Au Québec
Il faut se rendre en Europe pour revenir sur terre
La mort du critique Marc-André Lussier [1] a peiné les lecteurs de La Presse+ et le petit monde du cinéma au Québec. Un des commentaires qui m’a frappé à son sujet est qu’il était apprécié par tous les gens du milieu cinématographique. Je trouve pour le moins surprenant qu’un critique censé donner son avis éclairé sur tous les films qu’il a vus, notamment ceux détestés, ne se soit pas fait quelques ennemis (façon de parler) au passage.
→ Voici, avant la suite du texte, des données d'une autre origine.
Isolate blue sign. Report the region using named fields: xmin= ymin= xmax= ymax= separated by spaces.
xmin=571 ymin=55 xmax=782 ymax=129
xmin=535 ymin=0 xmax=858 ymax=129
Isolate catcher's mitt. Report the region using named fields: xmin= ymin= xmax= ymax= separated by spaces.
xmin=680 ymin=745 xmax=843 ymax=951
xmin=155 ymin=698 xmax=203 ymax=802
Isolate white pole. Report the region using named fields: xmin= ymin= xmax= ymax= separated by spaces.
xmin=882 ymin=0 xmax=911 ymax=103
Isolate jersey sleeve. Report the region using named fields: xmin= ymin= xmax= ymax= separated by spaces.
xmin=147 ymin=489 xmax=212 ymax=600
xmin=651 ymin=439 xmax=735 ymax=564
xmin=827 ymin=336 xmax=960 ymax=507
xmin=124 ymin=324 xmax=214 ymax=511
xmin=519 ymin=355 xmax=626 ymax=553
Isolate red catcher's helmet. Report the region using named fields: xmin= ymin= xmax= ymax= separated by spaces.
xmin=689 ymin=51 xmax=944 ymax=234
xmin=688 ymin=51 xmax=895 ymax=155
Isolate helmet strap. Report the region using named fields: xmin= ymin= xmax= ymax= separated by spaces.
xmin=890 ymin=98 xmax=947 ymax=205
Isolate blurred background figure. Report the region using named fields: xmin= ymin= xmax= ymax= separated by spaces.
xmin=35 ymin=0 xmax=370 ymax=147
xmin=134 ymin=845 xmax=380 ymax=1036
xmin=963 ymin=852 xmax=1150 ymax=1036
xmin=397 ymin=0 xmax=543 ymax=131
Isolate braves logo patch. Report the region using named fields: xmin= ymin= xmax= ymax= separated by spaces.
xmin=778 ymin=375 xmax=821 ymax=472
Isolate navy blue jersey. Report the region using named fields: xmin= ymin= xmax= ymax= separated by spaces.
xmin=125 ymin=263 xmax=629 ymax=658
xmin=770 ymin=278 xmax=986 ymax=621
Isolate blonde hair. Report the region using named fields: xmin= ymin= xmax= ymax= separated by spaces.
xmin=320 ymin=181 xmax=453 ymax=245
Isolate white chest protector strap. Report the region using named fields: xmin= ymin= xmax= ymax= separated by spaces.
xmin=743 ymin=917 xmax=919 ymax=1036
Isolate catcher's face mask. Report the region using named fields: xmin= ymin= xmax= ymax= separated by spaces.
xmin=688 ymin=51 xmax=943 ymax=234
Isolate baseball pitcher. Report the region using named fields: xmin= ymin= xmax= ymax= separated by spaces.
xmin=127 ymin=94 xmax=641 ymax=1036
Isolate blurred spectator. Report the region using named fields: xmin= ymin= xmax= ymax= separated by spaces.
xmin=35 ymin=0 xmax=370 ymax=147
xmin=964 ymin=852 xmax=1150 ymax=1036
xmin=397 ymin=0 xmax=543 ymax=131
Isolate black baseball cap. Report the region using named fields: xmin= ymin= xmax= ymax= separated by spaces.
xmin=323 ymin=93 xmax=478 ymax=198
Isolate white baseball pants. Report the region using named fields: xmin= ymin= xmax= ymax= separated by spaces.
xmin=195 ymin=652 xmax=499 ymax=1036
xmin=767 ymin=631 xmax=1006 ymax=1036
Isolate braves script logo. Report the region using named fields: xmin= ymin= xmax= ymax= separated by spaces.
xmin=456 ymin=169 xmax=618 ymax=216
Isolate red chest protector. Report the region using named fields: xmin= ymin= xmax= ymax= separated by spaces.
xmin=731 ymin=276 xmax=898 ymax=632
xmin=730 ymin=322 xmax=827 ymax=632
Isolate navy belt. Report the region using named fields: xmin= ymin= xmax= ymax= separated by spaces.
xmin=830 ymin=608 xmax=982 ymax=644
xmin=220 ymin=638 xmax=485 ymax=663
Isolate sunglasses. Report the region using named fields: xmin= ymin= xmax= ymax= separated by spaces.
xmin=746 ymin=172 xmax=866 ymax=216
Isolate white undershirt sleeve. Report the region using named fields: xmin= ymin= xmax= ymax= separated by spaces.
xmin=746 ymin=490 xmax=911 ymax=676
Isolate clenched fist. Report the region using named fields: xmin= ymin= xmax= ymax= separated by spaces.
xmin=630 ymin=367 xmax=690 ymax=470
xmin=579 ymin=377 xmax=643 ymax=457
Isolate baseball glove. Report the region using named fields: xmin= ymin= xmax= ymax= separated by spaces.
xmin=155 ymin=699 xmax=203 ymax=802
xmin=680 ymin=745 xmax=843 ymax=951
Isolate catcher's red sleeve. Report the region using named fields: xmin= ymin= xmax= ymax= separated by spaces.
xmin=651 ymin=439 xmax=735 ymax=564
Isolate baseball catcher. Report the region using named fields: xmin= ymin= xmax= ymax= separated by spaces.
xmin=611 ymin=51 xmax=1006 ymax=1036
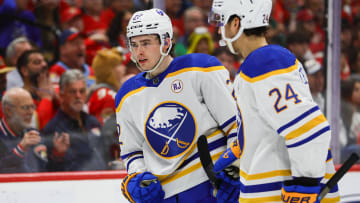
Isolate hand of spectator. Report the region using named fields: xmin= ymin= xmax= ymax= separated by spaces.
xmin=36 ymin=71 xmax=54 ymax=100
xmin=20 ymin=130 xmax=41 ymax=150
xmin=53 ymin=132 xmax=70 ymax=154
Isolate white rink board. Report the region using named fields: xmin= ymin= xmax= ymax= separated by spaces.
xmin=0 ymin=179 xmax=128 ymax=203
xmin=0 ymin=172 xmax=360 ymax=203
J’aurais bien aimé questionner à ce propos la regrettée critique Pauline Kael [2], qui, elle, s’en était fait beaucoup aux États-Unis.
Denis Villeneuve, à ce qu’on dit, aimait beaucoup M. Lussier [3]. Si ce dernier avait pu voir le dernier film du premier, Dune, deuxième partie (Dune: Part Two) [4], sa critique aurait été assurément élogieuse. J’écris « assurément » parce que toutes les critiques lues et entendues sur ce film au Québec l’ont été. Une orgie de commentaires et de textes encomiastiques (un critique, François Lévesque, du journal Le Devoir, a même parlé de chef-d’œuvre [5]). Il faut se rendre en Europe pour revenir sur terre :
Ainsi, pour Le Figaro, « Denis Villeneuve s’ensable. Le jeu de mots est facile mais la traversée du désert longue (près de 3 heures) et pénible pour le spectateur. Le travail du directeur de la photographie, Greig Fraser, est toujours remarquable. Tout comme celui du production designer, Patrice Vermette. La musique de Hans Zimmer continue d’envoyer du lourd. Pas suffisant cependant pour éviter de s’ennuyer ferme sur Arrakis, planète d’une monotonie effrayante. (…) [La] religiosité sectaire et simpliste est au cœur du livre. Elle prend le pas sur l’écologisme et les intrigues de cour. Villeneuve ne parvient pas à s’en dépêtrer. Il escamote les scènes d’action, esquive les combats, abrège les batailles. Il n’évite pas en revanche les clichés des publicités pour parfum (« Dune, pour l’homme »). C’est le risque à trop vouloir filmer Timothée Chalamet contemplant l’horizon. Avec ou sans Zendaya, Fremen chaste et énamourée, la religion bannit le sexe et le rire. Le Harkonnen Austin Butler, sans la perruque d’Elvis Presley, tente bien de sortir Paul de sa torpeur méditative. Mais il est trop psychopathe pour faire un méchant intéressant. Les vers de sable ne surprennent plus. La chevauchée du lombric géant par Paul Atréides est ainsi techniquement impeccable. Elle ne suscite pourtant aucune émotion, à la différence du dragon dompté dans Avatar de James Cameron, épreuve initiatique transformant le Na’vi en Toruk Makto. Dune, malgré son sable brûlant, est un monstre froid. Un objet plastique parfaitement designé mais asséché. Villeneuve rêve d’un troisième volet qui correspondrait au Messie de Dune dans le cycle des romans de Herbert. Il montrerait le vrai visage de Paul Atréides. On ne veut pas brider son enthousiasme. Mais le nôtre est douché par ce blockbuster aride et pompeux. » [6]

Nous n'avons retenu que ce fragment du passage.